LARA

MSOL over Strings

Syntax and Semantics of Weak Monadic Second-Order Logic over Strings

Explanation of the name:

  • second-order logic: we can quantify not only over elements but also over sets and relations
  • monadic: we cannot quantify over any relations, just unary relations, that is, sets
  • over strings: the domain of interpretation are not general graphs, but only strings, so the only built-in relation is a relation that gives us the next position in a string
  • weak: we consider only finite strings

Alternative name is “monadic second-order logic of one successor”.

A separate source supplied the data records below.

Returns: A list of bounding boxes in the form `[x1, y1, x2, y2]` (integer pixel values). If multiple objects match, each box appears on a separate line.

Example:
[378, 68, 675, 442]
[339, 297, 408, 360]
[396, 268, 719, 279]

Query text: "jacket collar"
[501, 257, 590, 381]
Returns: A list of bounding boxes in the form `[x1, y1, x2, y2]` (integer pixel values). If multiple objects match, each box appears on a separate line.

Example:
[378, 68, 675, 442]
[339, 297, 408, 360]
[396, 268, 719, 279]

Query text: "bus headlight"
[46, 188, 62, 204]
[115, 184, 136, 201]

Minimalistic syntax for monadic second-order logic is:

\begin{equation*}
  F ::= v \subseteq v \mid s(v,v) \mid F \lor F \mid \lnot F \mid \exists v.F
\end{equation*}

As the domain of interpretation we take the set of natural numbers $N_0 = \{0,1,2,\ldots\}$. We interpret variables as finite subsets of this set, and $\subseteq$ as the subset relation. The relation $s(v_1,v_2)$ is the successor relation on integers lifted to singleton sets.

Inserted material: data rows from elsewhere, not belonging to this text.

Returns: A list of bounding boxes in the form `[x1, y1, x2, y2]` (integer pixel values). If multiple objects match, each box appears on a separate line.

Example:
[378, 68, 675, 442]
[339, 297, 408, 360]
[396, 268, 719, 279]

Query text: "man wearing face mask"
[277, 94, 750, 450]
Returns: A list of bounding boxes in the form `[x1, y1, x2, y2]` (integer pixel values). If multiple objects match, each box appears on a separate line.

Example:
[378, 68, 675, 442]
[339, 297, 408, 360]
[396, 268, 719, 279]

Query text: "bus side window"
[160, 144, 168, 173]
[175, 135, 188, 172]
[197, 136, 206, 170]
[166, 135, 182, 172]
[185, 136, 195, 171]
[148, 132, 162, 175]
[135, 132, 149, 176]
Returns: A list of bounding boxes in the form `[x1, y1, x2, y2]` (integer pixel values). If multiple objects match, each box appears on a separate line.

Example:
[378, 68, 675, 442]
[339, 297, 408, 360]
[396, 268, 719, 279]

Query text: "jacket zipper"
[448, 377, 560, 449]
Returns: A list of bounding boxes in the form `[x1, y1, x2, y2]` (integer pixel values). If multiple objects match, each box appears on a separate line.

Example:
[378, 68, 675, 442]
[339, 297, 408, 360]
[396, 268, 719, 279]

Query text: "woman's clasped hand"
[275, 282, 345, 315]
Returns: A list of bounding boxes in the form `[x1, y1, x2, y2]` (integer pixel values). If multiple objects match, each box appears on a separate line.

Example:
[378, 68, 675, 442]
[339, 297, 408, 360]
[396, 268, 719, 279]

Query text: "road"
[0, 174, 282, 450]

More precisely, if $e : V \to 2^{N_0}$ then we have the following semantics:

\begin{eqnarray*}
  [\![v_1 \subseteq v_2]\!]e &=& (e(v_1) \subseteq e(v_2)) \\ \
  [\![s(v_1,v_2)]\!]e &=& (\exists k \in N_0. e(v_1) = \{k\} \land e(v_2)=\{k+1\}) \\ \
  [\![F_1 \lor F_2]\!]e &=& [\![F_1]\!]e\ \lor\ [\![F_2]\!]e \\ \
  [\![\lnot F]\!]e &=& \lnot ([\![F]\!]e) \\ \
  [\![\exists v. F]\!]e &=& \exists S. S\ \mbox{is finite}\ \land\ S \subseteq N_0 \land [\![F]\!](e[v \mapsto S])
\end{eqnarray*}

What can we express in MSOL over strings

Set operations. The ideas is that quantification over sets with $\subseteq$ gives us the full Boolean algebra of sets.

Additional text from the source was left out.